I have been in the hospitality industry for almost four decades. We opened the Negril Delicatessen in 1975 for a year, then we bought the Mirage Resort and then opened the Café au Lait. In 1980, we bought Charela Inn from the Mucklows and opened Le Vendôme restaurant.

Prior to that however, I bought Cocoa Farm in 1974. It is in my home parish of Hanover, comprising 172 acres. It supplies fresh produce and livestock for the other properties. This was the foundation of the business and enabled me to purchase Charela Inn and Mirage Resort.

What are you most proud of?
I am proud of a lot of things! My ability to speak on behalf of my community about preserving Jamaica’s beaches and helping those less fortunate. The pandemic has affected us all including the tourism industry and we have been fortunate to be able to stay open even during the lockdown and keep our longtime staff. We appreciate the goodwill of our customers, some of whom have sent money to support our longtime staff in these uncertain times. We also just won the Best Beachfront Luxury Hotel award by Luxury Travel Guide.

In addition, I am proud that Charela Inn offers disabled accommodation as well as a fusion of global flavors on our menu.
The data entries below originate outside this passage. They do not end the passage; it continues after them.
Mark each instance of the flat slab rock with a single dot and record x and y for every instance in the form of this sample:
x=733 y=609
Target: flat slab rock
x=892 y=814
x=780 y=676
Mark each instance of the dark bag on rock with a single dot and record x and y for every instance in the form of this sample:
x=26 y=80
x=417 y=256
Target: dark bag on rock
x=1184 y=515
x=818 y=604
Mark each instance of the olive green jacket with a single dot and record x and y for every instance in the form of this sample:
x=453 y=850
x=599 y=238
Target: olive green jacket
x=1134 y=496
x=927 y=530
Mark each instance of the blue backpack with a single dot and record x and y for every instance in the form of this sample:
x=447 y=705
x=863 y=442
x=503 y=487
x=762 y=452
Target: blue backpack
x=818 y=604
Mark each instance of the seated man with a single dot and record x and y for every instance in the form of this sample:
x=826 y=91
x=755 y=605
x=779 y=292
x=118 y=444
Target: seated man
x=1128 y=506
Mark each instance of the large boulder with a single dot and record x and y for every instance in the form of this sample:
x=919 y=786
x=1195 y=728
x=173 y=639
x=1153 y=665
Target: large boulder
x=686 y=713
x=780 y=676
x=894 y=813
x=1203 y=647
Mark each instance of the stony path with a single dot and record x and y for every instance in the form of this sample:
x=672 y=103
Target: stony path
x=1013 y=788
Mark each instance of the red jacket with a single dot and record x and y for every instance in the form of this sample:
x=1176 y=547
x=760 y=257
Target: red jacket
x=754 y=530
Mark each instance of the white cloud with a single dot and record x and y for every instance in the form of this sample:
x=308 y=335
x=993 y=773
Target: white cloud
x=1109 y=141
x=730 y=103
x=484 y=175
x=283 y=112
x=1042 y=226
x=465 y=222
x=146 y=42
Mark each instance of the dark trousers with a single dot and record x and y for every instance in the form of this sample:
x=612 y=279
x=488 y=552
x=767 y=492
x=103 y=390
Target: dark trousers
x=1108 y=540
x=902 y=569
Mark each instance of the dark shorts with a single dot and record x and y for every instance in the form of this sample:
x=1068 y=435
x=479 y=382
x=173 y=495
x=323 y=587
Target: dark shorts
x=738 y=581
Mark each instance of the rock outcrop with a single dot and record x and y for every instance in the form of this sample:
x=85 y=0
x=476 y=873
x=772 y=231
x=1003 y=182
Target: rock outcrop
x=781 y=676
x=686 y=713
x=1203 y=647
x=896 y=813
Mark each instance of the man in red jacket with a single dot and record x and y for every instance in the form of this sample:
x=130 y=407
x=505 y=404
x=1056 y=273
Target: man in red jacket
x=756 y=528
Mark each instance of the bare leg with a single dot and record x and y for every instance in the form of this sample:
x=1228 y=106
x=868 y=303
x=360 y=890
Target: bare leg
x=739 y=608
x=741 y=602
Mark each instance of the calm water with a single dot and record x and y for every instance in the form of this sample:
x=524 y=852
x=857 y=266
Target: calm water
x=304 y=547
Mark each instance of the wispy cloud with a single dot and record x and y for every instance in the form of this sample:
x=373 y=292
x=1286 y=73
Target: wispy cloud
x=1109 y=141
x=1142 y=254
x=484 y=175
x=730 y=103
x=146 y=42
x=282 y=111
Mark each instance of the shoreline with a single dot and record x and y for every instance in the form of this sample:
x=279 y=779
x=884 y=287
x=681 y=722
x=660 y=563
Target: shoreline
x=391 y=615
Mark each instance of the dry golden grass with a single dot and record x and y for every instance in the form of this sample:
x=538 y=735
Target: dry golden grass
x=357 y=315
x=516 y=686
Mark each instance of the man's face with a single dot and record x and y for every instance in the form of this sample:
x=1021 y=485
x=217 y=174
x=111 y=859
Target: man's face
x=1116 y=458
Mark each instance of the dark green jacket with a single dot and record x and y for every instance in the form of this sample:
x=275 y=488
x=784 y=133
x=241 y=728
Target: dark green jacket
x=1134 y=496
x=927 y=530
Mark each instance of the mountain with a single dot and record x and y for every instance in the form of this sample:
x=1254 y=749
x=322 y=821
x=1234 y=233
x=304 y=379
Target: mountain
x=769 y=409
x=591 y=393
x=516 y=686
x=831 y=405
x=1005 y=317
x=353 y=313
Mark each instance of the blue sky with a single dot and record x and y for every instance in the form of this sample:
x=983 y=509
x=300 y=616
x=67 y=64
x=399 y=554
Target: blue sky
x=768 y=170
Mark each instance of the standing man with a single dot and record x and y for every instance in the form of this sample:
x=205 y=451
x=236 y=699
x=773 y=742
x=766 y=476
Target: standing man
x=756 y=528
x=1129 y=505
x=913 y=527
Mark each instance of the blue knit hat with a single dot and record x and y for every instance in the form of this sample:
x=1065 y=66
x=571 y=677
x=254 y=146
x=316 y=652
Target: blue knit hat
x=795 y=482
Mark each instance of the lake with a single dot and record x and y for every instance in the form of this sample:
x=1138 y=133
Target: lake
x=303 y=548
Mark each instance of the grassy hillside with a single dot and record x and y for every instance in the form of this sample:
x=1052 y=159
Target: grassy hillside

There is something for everyone at the house restaurant Le Vendôme and if you are staying at the Charela Inn.


When all is said and done, what do you want to be remembered for?
I wanted to be remembered as a father. We treat our guests as if they were family. And when I opened the hostel and bought Mirage, I thought about the benefits it could bring to my family and extended family. My daughters Sophie Grizzle Roumel and Charmaine Bowen and my grandchildren Dominic and Camille will all inherit the two hotel properties.

What can Jamaican nationals expect from an experience of staying at the Charela Inn or dining at the Vendome?
We have an international touch, but we want you to always feel in Jamaica. So we have Jamaican dishes on the menu like Ackee and Saltish, Snapper and Fried Dumplings. Everything here is made from scratch, including the pastries and desserts, and we use most of the farm ingredients. Almost 100%, well 97%, of our total staff, are vaccinated against Covid and we have outdoor and socially distant meals under the stars of Negril.